Title: | Probabilistic Spelling Correction in a Character Vector |
Version: | 1.0.1 |
Description: | Automatically replaces "misspelled" words in a character vector based on their string distance from a list of words sorted by their frequency in a corpus. The default word list provided in the package comes from the Corpus of Contemporary American English. Uses the Jaro-Winkler distance metric for string similarity as implemented in van der Loo (2014) <doi:10.32614/RJ-2014-011>. The word frequency data is derived from Davies (2008-) "The Corpus of Contemporary American English (COCA)" https://www.english-corpora.org/coca/. |
License: | MIT + file LICENSE |
Encoding: | UTF-8 |
LazyData: | true |
RoxygenNote: | 7.3.2 |
Depends: | R (≥ 2.10) |
Imports: | hunspell, stringr, stringdist, textclean |
Suggests: | rmarkdown, knitr, testthat (≥ 3.0.0) |
VignetteBuilder: | knitr |
Config/testthat/edition: | 3 |
NeedsCompilation: | no |
Packaged: | 2025-08-29 19:11:59 UTC; runner |
Author: | David Brown |
Maintainer: | David Brown <dwb2@andrew.cmu.edu> |
Repository: | CRAN |
Date/Publication: | 2025-09-03 21:10:02 UTC |
spell.replacer: Probabilistic Spelling Correction
Description
This package provides functions for automatic spelling correction in character vectors using probabilistic methods based on string distance and word frequency data from the Corpus of Contemporary American English (COCA).
Author(s)
Maintainer: David Brown dwb2@andrew.cmu.edu (ORCID)
COCA Word List
Description
A character vector containing the 100,000 most frequent words from the Corpus of Contemporary American English (COCA), sorted by frequency from most to least frequent. This word list serves as the default reference for spelling correction in the spell_replace function.
Usage
coca_list
Format
A character vector with 100,000 elements:
Each element is a word from COCA, with the first element being the most frequent word ("the") and subsequent elements decreasing in frequency.
Source
Corpus of Contemporary American English (COCA) https://www.english-corpora.org/coca/
Examples
# View the first 10 most frequent words
head(coca_list, 10)
# Check if a word is in the list
"hello" %in% coca_list
# Find the rank of a specific word
which(coca_list == "hello")
Correct a Single Misspelled Word
Description
Finds the best correction for a single misspelled word using string distance and frequency-based ranking from a sorted word list.
Usage
correct(word, sorted_words, ignore_punct = FALSE, threshold = 0.12)
Arguments
word |
A character string representing the misspelled word |
sorted_words |
A character vector of correctly spelled words sorted by frequency |
ignore_punct |
Logical. If TRUE, ignores punctuation when calculating string distance |
threshold |
Numeric.

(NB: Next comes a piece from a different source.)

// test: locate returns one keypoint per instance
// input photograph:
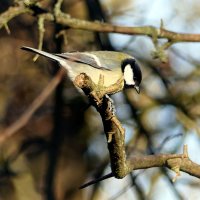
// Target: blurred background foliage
(63, 144)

Maximum string distance threshold for considering a word as a correction candidate |
Value
A character string with the corrected word
Probabilistic Spelling Correction
Description
Automatically replaces misspelled words in a character vector based on their string distance from a list of words sorted by frequency in a corpus.
Usage
spell_replace(
txt,
word_list = coca_list,
ignore_names = TRUE,
threshold = 0.12,
ignore_punct = FALSE
)
Arguments
txt |
A character vector containing text to be spell-checked |
word_list |
A character vector of correctly spelled words sorted by frequency (default: coca_list) |
ignore_names |
Logical. If TRUE, ignores potential proper names (capitalized words that appear multiple times) |
threshold |
Numeric. Maximum string distance threshold for considering a word as a correction candidate (default: 0.12) |
ignore_punct |
Logical. If TRUE, ignores punctuation when calculating string distance |
Value
A character vector with corrected spellings